Monitoring multiple patients simultaneously in combat and effectively triaging them has never been an easy task for medics. However, mobile technology is enabling Air Force pararescue jumpers to have health data at their fingertips, giving them the ability to treat the most critically wounded first.

The wrist-mounted Battlefield Assisted Trauma Distributed Observation Kit (BATDOK), developed by the Air Force Research Laboratory at Wright-Patterson AFB in Ohio, runs on a Samsung Galaxy S series Android smartphone connected to FDA-approved wireless sensors that display the health status of casualties, providing instant alerts if certain vital signs drop or spike.

“BATDOK by design is an open architecture, so as a new FDA-approved sensor comes online, we can adopt that protocol,” says Gregory Burnett of the Airman Systems Directorate in the Warfighter Interface Division of the 711th Human Performance Wing, who managed the development of the software. “It is very modular and scalable to meet today’s and tomorrow’s demands.”

Also See: Medics bring patient monitoring tool to battlefield

According to Burnett, the Army and other military services are using BATDOK for several operational needs and is being evaluated as a “joint” capability, given that optimizing trauma care delivery is critical to saving lives in combat and also during humanitarian missions.

One of BATDOK’s major technological advancements is a documentation tool that is taking military medicine on the battlefield into the digital age, enabling medics to assign degrees of urgency to the wounded and to decide the order of treatment for patients accordingly.

“Prior to BATDOK, medics and pararescue jumpers were documenting infield point-of-injury care by just writing on the patient with either a Sharpie or on to a little, paper-based 5x7 Tactical Combat Casualty Care card,” says Burnett.

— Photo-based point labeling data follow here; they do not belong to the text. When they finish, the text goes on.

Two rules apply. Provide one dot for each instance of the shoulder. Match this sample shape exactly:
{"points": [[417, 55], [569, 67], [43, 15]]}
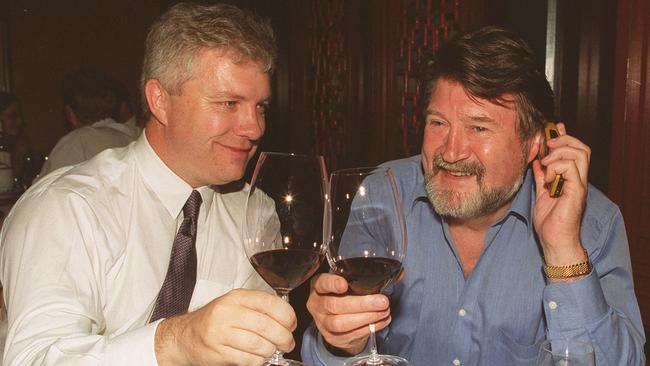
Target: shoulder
{"points": [[600, 213], [106, 172], [409, 177]]}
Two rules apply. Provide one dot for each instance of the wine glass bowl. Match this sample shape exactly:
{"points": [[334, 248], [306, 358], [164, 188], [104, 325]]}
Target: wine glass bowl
{"points": [[283, 222], [566, 352], [366, 241]]}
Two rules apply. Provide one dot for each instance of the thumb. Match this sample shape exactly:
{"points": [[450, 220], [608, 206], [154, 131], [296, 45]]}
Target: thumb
{"points": [[540, 184]]}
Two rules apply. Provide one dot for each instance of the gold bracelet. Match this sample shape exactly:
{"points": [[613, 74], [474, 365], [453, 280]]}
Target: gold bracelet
{"points": [[570, 271]]}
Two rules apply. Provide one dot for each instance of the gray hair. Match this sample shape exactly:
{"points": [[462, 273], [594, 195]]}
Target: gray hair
{"points": [[179, 35]]}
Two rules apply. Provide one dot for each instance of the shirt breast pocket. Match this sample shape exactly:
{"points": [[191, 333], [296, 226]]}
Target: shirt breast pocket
{"points": [[504, 350]]}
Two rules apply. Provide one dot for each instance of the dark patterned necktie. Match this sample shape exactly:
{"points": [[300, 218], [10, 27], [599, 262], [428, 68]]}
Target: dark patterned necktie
{"points": [[176, 292]]}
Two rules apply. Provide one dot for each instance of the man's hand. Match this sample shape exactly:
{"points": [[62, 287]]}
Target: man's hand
{"points": [[241, 327], [343, 319], [557, 220]]}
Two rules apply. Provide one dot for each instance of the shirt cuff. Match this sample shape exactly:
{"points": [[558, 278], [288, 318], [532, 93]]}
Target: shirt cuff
{"points": [[134, 348], [572, 305], [319, 353]]}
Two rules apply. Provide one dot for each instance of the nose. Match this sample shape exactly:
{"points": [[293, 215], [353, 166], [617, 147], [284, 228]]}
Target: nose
{"points": [[251, 123], [455, 147]]}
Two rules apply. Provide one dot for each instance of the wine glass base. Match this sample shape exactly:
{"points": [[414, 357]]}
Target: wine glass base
{"points": [[283, 362], [384, 360]]}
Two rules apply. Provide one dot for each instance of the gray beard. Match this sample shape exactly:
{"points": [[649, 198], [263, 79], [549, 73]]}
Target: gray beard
{"points": [[452, 204]]}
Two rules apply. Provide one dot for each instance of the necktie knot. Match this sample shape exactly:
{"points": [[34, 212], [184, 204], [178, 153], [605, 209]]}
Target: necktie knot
{"points": [[176, 291], [192, 206]]}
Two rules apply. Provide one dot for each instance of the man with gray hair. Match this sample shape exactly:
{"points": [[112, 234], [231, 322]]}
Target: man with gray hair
{"points": [[110, 263]]}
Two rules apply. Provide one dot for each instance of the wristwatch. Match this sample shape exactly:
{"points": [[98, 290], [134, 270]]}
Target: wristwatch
{"points": [[570, 271]]}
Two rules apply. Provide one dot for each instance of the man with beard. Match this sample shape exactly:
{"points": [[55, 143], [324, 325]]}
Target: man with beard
{"points": [[495, 265]]}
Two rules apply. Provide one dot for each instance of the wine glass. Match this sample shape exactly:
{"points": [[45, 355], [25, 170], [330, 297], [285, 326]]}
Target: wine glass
{"points": [[566, 352], [283, 222], [366, 241]]}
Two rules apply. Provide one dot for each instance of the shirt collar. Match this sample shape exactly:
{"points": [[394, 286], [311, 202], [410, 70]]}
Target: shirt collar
{"points": [[171, 189], [521, 206]]}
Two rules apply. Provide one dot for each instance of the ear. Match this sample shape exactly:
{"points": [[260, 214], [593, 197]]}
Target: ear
{"points": [[534, 146], [71, 116], [158, 100]]}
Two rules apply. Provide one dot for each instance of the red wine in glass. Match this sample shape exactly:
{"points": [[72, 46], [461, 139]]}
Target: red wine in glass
{"points": [[366, 238], [283, 223]]}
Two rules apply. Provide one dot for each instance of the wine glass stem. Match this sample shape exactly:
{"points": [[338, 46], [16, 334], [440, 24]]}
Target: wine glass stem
{"points": [[373, 358], [277, 358]]}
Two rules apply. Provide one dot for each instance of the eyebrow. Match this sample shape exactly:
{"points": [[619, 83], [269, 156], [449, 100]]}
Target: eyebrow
{"points": [[471, 119]]}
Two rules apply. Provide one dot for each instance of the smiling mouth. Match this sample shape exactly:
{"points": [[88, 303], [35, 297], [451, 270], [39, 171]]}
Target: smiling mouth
{"points": [[458, 174]]}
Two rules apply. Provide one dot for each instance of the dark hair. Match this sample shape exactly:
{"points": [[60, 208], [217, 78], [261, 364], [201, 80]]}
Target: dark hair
{"points": [[490, 63], [186, 29], [90, 95], [7, 99]]}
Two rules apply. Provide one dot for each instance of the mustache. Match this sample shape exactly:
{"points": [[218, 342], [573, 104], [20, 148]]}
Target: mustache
{"points": [[464, 167]]}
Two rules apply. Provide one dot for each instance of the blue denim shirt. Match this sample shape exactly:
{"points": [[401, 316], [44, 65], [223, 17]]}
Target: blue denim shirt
{"points": [[501, 313]]}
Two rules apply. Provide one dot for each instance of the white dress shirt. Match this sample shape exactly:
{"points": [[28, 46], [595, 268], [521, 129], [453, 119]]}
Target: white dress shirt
{"points": [[86, 249], [83, 143]]}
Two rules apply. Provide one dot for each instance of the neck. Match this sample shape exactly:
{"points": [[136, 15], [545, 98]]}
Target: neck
{"points": [[479, 223]]}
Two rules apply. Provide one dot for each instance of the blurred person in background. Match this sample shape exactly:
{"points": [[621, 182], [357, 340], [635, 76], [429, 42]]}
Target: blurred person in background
{"points": [[90, 105], [125, 111], [15, 138]]}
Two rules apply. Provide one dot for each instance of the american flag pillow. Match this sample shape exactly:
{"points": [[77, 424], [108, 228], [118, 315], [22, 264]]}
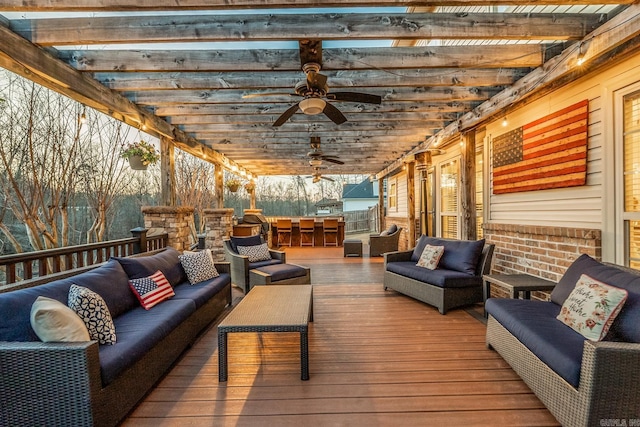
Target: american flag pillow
{"points": [[151, 290]]}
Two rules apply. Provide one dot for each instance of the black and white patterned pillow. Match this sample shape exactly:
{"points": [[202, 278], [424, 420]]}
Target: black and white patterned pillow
{"points": [[255, 253], [94, 312], [199, 266]]}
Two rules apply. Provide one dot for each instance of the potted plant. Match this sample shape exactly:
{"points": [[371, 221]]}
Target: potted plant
{"points": [[140, 154], [233, 184]]}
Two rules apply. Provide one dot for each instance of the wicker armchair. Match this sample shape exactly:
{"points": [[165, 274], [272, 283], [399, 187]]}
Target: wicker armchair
{"points": [[378, 244], [240, 264]]}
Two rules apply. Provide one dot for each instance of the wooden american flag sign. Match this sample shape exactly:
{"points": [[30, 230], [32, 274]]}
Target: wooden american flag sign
{"points": [[550, 152]]}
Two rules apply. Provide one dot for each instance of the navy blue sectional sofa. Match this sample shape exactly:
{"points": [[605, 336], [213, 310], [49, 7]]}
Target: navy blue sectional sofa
{"points": [[457, 281], [582, 382], [84, 383]]}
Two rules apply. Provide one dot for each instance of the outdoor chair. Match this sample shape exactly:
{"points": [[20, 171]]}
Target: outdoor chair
{"points": [[387, 241], [240, 264]]}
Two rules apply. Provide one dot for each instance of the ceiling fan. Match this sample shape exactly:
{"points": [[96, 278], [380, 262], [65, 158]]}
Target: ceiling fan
{"points": [[317, 175], [315, 91], [316, 156]]}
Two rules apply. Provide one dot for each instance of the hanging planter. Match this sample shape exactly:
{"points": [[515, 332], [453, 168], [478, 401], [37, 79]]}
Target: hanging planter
{"points": [[233, 185], [140, 154], [135, 162]]}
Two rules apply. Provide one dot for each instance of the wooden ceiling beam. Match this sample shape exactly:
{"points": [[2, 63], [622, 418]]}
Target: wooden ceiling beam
{"points": [[173, 5], [328, 26], [230, 96], [246, 62], [345, 107]]}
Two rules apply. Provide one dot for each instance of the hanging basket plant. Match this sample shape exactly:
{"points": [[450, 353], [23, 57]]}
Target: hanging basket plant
{"points": [[233, 185], [140, 154]]}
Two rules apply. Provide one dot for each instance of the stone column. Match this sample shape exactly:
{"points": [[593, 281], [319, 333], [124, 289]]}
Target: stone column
{"points": [[176, 221], [218, 226]]}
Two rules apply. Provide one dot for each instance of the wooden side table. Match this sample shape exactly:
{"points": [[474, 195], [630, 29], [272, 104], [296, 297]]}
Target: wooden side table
{"points": [[516, 284]]}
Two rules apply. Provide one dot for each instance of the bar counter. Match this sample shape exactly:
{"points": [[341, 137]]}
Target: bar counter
{"points": [[295, 235]]}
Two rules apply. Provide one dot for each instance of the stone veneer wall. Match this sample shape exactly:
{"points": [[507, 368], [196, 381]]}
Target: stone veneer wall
{"points": [[538, 250], [218, 226], [176, 221]]}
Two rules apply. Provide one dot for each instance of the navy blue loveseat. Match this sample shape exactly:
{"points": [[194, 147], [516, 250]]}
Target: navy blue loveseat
{"points": [[84, 383], [581, 382], [457, 280]]}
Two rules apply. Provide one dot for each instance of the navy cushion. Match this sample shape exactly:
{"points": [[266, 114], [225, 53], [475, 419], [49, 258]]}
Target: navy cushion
{"points": [[138, 331], [283, 271], [535, 325], [202, 292], [625, 327], [109, 281], [437, 277], [245, 241], [459, 255], [166, 261], [259, 264]]}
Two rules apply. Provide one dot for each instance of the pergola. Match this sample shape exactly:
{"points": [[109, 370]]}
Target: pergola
{"points": [[449, 67]]}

The problem with using a marker or ink pen in a battle zone to document care is that it is “susceptible to the rain, mud, blood and sweat in that environment,” according to Burnett. “What BATDOK has done is digitized this form and with just a few clicks has automated the documentation process,” he adds.

BATDOK’s documentation tool enables medics to digitally document the types of patient wounds, where they are located on the body, as well as the “mechanism of injury,” such as blunt force trauma, bullet, burn, fall, grenade, improvised explosive device or landmine.

The tool is succinct, saves time, and the “accuracy and transference of knowledge has increased significantly to the next level of care,” contends Burnett.

Digital maps also provide medics with situational awareness on the battlefield, identifying the exact locations of casualties. “This information is shared so there is a common operating picture as to how many patients are out in a certain area,” Burnett concludes. “This really increases the accountability of our patient care by plotting them on a digital map.”

Another important feature of the platform is a portal to integrate patient data into the U.S. military’s electronic health record system, he notes.

BATDOK transmits the information to the Department of Defense’s legacy Armed Forces Health Longitudinal Technology Application (AHLTA) and will ultimately link to the new Military Health System GENESIS—Cerner’s Millennium EHR—which is currently being rolled out and will be fully implemented in 2022, serving more than 9 million DoD beneficiaries globally.